The psychological impact of an injury can be profound, and the way that injuries are explained to patients has a significant impact on outcomes. Patients sometimes come in with prescriptions and are left feeling hopeless or dejected by their diagnosis. Keeping the conversation positive and laying out the roadmap to recovery are imperative to create buy in to a plan of care.
Here are 4 terms you should consider minimizing in your Initial Evaluation, and suggestions for how to optimize patient education.
We often encounter those patients who have been told “You’ll never do ______ again.” More often than not, there is a way to at least partially restore the function in question. Never is a heavy word that should be approached with caution.
First, assess if there is any absolute contraindications or MD orders in the patient’s history. If there are no absolute roadblocks, assess relative contraindications and co-morbidities. Once a thorough physical therapy examination is completed, find a solution to either achieve the goal activity, or modify the goal activity so that it can be performed safely.
This one comes up a lot in patients with radicular symptoms. They have been told that they have nerve damage. When describing radicular symptoms, the word “damage” can imply that it will be there forever.
There are instances where a direct nerve injury (trauma, laceration, SCI) will cause permanent changes. However, patients with extremity symptoms due to inflammation, disc derangement, myofascial restriction, or facet dysfunction can perceive the concept of nerve damage as permanent and irreversible.

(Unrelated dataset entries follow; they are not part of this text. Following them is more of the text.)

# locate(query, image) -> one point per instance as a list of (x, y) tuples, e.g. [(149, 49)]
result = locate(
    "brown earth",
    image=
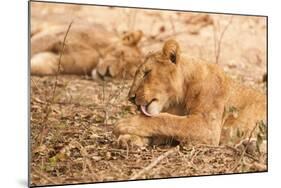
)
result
[(72, 117)]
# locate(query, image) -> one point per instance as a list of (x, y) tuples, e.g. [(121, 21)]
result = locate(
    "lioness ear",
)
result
[(171, 50), (132, 38)]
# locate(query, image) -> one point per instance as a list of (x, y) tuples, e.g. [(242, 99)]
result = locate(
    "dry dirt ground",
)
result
[(72, 117)]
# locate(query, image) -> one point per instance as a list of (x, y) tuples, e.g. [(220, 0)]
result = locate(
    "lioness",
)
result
[(187, 99), (85, 47)]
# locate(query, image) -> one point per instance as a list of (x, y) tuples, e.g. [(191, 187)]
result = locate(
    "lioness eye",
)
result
[(146, 73)]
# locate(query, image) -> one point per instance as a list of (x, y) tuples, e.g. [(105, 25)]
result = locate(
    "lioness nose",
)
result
[(132, 98)]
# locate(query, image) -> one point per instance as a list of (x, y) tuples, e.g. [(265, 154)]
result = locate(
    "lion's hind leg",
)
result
[(44, 63)]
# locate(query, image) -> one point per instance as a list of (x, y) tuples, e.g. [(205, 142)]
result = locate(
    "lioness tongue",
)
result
[(143, 110)]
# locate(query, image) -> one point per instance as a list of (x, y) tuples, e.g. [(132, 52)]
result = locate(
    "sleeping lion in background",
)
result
[(186, 99), (89, 50)]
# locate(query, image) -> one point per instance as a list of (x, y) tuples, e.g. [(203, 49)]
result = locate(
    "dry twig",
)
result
[(154, 163), (217, 42), (44, 176), (51, 101), (245, 149)]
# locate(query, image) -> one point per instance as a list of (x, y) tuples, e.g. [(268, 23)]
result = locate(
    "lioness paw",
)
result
[(126, 140)]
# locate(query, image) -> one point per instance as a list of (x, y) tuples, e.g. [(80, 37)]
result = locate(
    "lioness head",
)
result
[(158, 81), (120, 60)]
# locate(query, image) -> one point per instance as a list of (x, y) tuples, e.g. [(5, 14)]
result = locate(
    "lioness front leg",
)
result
[(192, 128)]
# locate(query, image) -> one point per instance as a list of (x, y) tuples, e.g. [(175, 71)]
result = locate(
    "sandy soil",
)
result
[(71, 139)]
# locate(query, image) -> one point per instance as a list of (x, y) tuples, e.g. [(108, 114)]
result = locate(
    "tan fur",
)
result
[(85, 48), (193, 97)]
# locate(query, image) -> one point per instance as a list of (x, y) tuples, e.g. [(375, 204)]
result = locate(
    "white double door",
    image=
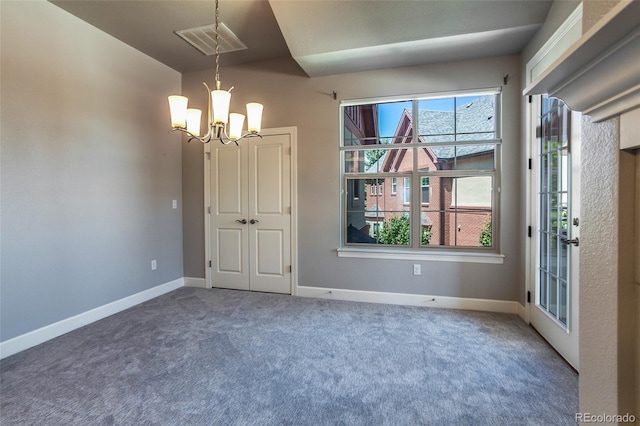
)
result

We know this to not to be the case in many instances, and this terminology puts the patient at a disadvantage psychologically.
If a patient’s chief complaint is chronic “nerve damage,” find the cause and educate the patient. Alternate terminology to go to in discussing nerve involvement is irritation, inflammation, narrowing of space, or postural stress.
Tears are frequently dealt with in the orthopedic realm, but it is important to make the distinction between types and severity of tears. Many people will assume that a tear automatically means something ripped.
It is essential to determine the grade of the tear and/or the thickness level (partial thickness, full thickness, rupture). It is also important to describe a tear that happens due to wear over time vs. an acute rupture. Patients may fear that if they move incorrectly, it will tear more.
Patients who come in with prescriptions that say “tear” should be educated on prognosis based off severity level and reassured of recovery. Strain or sprain may have less of shocking effect then saying a structure is torn.
4. _______ is Out.
Even if a patient presents with significant postural dysfunction, telling him or her that something is “out” or “out of place” may create fear of movement and further the dysfunction. The most common context is either “I threw my back out” or “My disc is out.” The initial step here is to identify the structure involved, because it may not be the disc at all.
There are multiple causes of shooting pain in the extremities. If the disc indeed is the most likely culprit, still avoid using the word “out.” Explain the anatomy of how acute disc exacerbations can occur. Explain that lumbar MRI findings are common, even in asymptomatic people, and reassure your patient that your plan of care is going to help.
Why PT vocabulary is important
In summary, placing negative sounding labels on a diagnosis can have an impact on a patient’s motivation and compliance with plan of care. The physical therapist’s role is to help patients understand their diagnosis.
Personally, I use computer images, apps, or models to walk my patients through their diagnoses. You can really make it your own. Then, I create the plan of care to review with the patient. This way, they can be confident that they are capable of getting from Point A (the evaluation) to Point B (the goal at discharge).
Your patient should leave an initial evaluation understanding both what is happening and what will be done in physical therapy. Building rapport with an apprehensive patient, especially through the use of positive language, will go a long way towards starting things off on the right foot.